What is Evalon?

Evalon is an independent resource for understanding and comparing large language models. We aggregate publicly available benchmark data, pricing information, and technical specifications to help developers, researchers, and curious people make informed decisions about which AI model is right for their use case.

We are not affiliated with any AI laboratory or model provider. All assessments are based on publicly available information and independently computed composite scores.

Models tracked
22
Providers covered
9
Benchmarks used
6
News sources
5

How we calculate the Overall Score

Our composite Overall Score combines six publicly available benchmarks into a single 0–100 figure. Each benchmark is weighted to reflect its relevance to real-world AI utility. No single benchmark can fully characterise a model's capability, so we use a balanced blend.

Score formula
score = (MMLU × 0.20)
      + (HumanEval × 0.20)
      + (MATH × 0.15)
      + (GPQA × 0.15)
      + (MT‑Bench × 10 × 0.15)
      + (clamp((Arena ELO − 1000) ÷ 4, 0, 100) × 0.15)

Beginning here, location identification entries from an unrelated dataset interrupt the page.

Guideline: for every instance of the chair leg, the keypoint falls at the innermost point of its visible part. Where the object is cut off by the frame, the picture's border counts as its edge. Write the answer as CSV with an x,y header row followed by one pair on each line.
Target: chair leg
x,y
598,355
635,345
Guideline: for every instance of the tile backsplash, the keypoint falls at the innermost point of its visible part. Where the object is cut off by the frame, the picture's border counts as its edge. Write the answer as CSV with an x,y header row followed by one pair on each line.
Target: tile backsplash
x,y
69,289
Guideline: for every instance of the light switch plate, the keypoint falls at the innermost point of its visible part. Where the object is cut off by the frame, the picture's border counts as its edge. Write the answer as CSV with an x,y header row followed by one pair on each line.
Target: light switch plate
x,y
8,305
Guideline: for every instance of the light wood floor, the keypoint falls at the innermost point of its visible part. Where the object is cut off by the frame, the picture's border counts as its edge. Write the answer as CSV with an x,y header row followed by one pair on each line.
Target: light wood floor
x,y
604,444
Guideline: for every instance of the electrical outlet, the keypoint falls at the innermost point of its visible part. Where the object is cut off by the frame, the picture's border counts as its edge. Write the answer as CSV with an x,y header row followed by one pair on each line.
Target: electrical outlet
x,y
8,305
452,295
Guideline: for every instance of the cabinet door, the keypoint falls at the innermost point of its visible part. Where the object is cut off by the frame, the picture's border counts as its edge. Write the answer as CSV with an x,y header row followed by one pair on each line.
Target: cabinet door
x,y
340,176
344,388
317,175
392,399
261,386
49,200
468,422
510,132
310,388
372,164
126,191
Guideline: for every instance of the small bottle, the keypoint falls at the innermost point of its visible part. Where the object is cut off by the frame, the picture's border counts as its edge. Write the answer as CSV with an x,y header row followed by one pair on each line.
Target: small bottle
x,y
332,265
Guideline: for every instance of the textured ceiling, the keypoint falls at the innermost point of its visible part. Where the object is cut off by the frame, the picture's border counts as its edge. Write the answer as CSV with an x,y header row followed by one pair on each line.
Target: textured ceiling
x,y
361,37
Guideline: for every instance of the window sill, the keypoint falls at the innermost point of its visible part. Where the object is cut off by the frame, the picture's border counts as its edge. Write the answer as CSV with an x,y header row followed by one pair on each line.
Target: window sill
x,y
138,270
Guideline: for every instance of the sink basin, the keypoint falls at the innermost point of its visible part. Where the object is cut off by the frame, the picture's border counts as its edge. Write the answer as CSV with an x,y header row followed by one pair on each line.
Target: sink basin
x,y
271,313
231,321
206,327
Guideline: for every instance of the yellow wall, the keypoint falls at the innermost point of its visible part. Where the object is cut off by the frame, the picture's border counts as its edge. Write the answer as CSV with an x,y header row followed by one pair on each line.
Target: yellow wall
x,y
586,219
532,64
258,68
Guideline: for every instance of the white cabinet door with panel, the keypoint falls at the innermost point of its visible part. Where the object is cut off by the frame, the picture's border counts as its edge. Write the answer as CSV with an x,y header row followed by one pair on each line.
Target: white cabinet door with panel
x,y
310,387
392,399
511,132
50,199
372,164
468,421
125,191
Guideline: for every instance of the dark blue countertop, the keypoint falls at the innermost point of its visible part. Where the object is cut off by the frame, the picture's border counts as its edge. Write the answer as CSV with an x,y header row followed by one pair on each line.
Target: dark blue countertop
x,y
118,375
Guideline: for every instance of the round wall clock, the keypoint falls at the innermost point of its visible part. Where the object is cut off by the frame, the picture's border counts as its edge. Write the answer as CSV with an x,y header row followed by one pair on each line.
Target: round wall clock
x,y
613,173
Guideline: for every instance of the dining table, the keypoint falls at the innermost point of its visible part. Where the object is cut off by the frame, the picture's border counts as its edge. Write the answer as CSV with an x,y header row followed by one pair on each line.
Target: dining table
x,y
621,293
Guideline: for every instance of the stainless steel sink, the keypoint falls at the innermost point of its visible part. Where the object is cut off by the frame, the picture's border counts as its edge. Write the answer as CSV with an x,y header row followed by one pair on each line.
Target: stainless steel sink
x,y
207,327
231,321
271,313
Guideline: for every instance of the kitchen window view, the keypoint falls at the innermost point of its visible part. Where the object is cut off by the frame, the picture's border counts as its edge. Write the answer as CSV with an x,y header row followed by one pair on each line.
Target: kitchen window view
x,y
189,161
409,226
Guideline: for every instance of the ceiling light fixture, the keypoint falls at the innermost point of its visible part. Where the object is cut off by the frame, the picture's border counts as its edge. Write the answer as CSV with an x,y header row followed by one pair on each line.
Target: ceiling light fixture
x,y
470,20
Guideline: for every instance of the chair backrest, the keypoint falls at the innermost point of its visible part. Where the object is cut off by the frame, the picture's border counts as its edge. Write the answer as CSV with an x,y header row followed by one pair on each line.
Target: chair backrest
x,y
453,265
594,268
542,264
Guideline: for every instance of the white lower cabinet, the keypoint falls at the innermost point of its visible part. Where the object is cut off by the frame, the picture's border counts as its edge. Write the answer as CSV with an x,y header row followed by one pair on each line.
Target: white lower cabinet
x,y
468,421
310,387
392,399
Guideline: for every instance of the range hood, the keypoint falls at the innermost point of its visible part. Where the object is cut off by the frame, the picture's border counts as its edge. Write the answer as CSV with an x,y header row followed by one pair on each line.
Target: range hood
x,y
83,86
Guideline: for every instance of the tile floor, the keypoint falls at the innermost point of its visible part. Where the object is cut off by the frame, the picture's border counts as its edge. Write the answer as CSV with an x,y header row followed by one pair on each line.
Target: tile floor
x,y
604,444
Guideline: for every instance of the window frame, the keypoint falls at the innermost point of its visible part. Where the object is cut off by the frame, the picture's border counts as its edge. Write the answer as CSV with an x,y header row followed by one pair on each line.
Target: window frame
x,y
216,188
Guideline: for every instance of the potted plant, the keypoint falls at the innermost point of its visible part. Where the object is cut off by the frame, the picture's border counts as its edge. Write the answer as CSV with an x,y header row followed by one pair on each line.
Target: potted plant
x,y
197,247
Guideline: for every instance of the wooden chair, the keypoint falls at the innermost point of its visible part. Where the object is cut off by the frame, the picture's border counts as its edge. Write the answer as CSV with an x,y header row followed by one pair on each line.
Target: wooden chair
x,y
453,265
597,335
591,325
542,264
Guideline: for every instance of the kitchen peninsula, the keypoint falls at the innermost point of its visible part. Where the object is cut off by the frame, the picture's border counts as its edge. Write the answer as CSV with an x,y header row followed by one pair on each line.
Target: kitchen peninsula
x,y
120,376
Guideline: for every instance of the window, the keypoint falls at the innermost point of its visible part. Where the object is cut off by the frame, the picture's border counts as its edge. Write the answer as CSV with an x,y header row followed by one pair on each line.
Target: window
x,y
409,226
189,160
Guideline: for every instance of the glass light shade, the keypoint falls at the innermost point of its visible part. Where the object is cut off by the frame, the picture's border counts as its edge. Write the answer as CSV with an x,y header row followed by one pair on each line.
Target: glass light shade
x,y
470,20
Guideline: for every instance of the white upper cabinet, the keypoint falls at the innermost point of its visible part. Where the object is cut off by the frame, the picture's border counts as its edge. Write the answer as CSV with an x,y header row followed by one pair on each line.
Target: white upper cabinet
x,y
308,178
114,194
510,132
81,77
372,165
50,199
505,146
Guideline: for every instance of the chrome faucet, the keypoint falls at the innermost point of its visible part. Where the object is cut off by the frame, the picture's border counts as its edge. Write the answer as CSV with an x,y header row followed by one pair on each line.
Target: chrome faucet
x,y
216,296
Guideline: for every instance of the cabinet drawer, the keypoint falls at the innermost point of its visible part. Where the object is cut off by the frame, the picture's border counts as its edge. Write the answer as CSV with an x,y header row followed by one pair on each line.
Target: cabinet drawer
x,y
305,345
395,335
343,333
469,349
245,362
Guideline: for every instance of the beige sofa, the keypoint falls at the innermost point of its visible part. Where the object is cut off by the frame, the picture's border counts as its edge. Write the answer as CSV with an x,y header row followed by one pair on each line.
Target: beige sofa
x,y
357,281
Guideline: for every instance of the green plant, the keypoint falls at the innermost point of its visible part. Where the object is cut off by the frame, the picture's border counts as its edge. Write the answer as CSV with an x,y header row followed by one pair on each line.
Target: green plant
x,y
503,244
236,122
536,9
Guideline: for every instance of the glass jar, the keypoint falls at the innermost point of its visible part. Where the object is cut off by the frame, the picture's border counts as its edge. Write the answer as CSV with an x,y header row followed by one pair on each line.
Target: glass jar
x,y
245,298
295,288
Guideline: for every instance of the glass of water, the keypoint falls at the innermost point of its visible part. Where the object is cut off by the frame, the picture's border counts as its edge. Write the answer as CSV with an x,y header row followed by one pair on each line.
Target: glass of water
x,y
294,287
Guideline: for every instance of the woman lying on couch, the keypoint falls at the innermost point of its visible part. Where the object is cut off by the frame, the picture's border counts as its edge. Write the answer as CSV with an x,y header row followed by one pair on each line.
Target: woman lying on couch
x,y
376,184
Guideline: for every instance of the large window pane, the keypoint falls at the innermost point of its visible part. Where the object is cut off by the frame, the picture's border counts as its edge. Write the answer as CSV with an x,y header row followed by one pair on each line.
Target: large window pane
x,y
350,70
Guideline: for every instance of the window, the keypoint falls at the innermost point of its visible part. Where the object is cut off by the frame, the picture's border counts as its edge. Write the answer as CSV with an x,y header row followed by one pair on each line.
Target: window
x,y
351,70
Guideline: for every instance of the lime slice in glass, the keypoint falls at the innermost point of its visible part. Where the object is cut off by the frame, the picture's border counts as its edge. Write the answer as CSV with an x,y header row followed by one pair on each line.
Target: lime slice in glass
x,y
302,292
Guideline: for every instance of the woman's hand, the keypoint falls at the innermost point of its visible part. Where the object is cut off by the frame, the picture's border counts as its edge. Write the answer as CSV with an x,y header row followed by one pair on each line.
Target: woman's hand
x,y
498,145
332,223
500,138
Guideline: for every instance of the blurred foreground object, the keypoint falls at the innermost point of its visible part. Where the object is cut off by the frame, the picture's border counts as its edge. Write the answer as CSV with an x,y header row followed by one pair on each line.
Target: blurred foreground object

MT‑Bench is scored out of 10, so it is multiplied by 10 to normalise to 0–100. Arena ELO is transformed to an approximate 0–100 scale using a linear clamp anchored at ELO 1000 (≈ score 0) and ELO 1400 (≈ score 100).

Benchmark descriptions & sources

All benchmark figures are sourced from official model technical reports, independent evaluation papers, and the Chatbot Arena leaderboard. Where multiple reported values exist, we use the most widely cited result.

📚
MMLU
Massive Multitask Language Understanding
Weight: 20%

Tests knowledge across 57 academic subjects including mathematics, history, law, medicine, and computer science. Scored as percentage of correct multiple-choice answers.

arxiv.org/abs/2009.03300 ↗
💻
HumanEval
OpenAI Code Generation Benchmark
Weight: 20%

Measures code generation ability. Models must write correct Python functions from natural language docstrings. Pass@1 rate reported as a percentage.

arxiv.org/abs/2107.03374 ↗
🔢
MATH
Competition Mathematics Benchmark
Weight: 15%

A dataset of 12,500 competition maths problems spanning algebra, geometry, number theory, and calculus. Requires multi-step symbolic reasoning and derivation.

arxiv.org/abs/2103.03874 ↗
🔬
GPQA
Graduate-Level Google-Proof Q&A
Weight: 15%

Expert-validated questions in biology, chemistry, and physics that require genuine scientific understanding. Human experts without specialist knowledge score ~34%.

arxiv.org/abs/2311.12022 ↗
💬
MT-Bench
Multi-Turn Conversation Quality
Weight: 15%

80 multi-turn questions across writing, roleplay, reasoning, maths, coding, extraction, STEM, and humanities. Scored 1–10 by GPT-4 as an independent judge.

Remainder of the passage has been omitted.